Recipe Processing Software for Automated Food Preparation
Find Innovative SolutionsGenerate Solutions
Solution Overview
Problem
Current automated food preparation systems require specific machine instructions and cannot accommodate recipes from standard cookbooks or websites without human intervention, and instructions vary between systems from different manufacturers, limiting their versatility and compatibility.
Innovation Solution
A computer system that converts natural language recipes into machine-readable instructions for automated food preparation systems, allowing for the use of pre-existing recipes with minimal human intervention, and includes features for scheduling, ingredient prediction, and remote control, using a Recipe Processing Software, Controller, and Internet Recipe Server to interact with and manage automated equipment.

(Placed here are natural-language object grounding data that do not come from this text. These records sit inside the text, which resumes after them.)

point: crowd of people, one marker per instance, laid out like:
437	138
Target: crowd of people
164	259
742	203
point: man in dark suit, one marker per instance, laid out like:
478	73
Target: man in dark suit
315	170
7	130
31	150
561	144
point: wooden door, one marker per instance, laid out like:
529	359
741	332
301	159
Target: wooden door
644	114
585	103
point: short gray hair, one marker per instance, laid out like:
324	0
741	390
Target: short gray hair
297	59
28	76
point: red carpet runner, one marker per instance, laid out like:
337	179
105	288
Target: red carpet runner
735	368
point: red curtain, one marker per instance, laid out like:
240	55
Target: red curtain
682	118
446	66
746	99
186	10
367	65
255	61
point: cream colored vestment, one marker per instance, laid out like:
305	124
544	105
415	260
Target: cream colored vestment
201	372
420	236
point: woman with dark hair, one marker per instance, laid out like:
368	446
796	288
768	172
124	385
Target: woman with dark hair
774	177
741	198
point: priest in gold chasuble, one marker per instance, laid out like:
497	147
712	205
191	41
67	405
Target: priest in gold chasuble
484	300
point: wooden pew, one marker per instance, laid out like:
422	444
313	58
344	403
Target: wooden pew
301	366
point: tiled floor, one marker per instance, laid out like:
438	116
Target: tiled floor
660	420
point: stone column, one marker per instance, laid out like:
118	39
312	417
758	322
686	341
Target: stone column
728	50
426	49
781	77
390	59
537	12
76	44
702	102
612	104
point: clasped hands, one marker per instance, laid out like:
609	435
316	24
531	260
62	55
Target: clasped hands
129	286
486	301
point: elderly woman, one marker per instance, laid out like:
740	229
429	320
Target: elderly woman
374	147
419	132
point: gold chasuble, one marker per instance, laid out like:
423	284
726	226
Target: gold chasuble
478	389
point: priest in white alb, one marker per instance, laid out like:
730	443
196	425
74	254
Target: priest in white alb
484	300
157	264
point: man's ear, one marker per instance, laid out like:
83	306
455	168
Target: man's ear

Engineering Contradictions & Design Principles
Engineering Contradiction Analysis
1Adaptability or versatility
If automated food preparation systems use specific machine instructions for each system, then the system can execute recipes reliably, but the system cannot accommodate recipes from standard cookbooks or websites without human intervention
Solution Approach 1:
The patent introduces an intermediary system comprising a natural language processor and instruction generator that converts standard cookbook recipes into machine-specific instructions. This intermediary layer enables compatibility between diverse recipe formats and various automated food preparation systems without requiring manual intervention, thus resolving the contradiction between recipe adaptability and system complexity.
Solution Approach 2:
The system implements a universal recipe processing framework that can handle multiple recipe formats and translate them into system-specific instructions. The natural language processor and instruction generator serve multiple functions including parsing, interpretation, and translation, enabling a single system to accommodate recipes from any source while maintaining reliable execution across different automated food preparation equipment.
2Reliability
If machine instructions are customized for each automated food preparation system, then execution reliability is improved, but versatility across different manufacturers' systems deteriorates
Solution Approach 1:
The instruction generator acts as an intermediary that receives natural language recipes and translates them into system-specific machine instructions. This mediation process ensures that the semantic meaning and execution requirements of the original recipe are preserved while adapting the instructions to the specific capabilities and syntax of different automated food preparation systems, thereby maintaining both reliability and cross-system compatibility.
Solution Approach 2:
The system dynamically adjusts instruction parameters based on the target system's capabilities. The instruction generator modifies timing, temperature, mixing speeds, and other process parameters to match the specific characteristics of different manufacturers' equipment while maintaining the essential cooking logic, thus ensuring reliable execution across diverse systems without sacrificing adaptability.
3Extent of automation
If human intervention is required to convert recipes to machine instructions, then instruction accuracy is maintained, but automation level and productivity deteriorate
Solution Approach 1:
The system implements self-service automation where the natural language processor and instruction generator automatically convert recipes into machine instructions without human intervention. The system independently parses the recipe text, identifies cooking operations and parameters, and generates appropriate machine commands, thereby achieving full automation while maintaining information accuracy through sophisticated natural language processing algorithms.
Solution Approach 2:
The system incorporates feedback mechanisms where the generated machine instructions are validated against the original recipe requirements. The instruction generator monitors the conversion process and adjusts its output to ensure that all essential cooking information is preserved and accurately translated into executable machine commands, maintaining interpretation accuracy while achieving complete automation.
Data Source
AI summary
A method and apparatus are presented for automatically generating machine control instructions for controlling automated food preparation systems and equipment from ordinary recipes in natural language. The invention allows the sharing, remote execution, scheduling, and automatic ingredient ordering for such recipes to allow professional food preparation with little or no human intervention.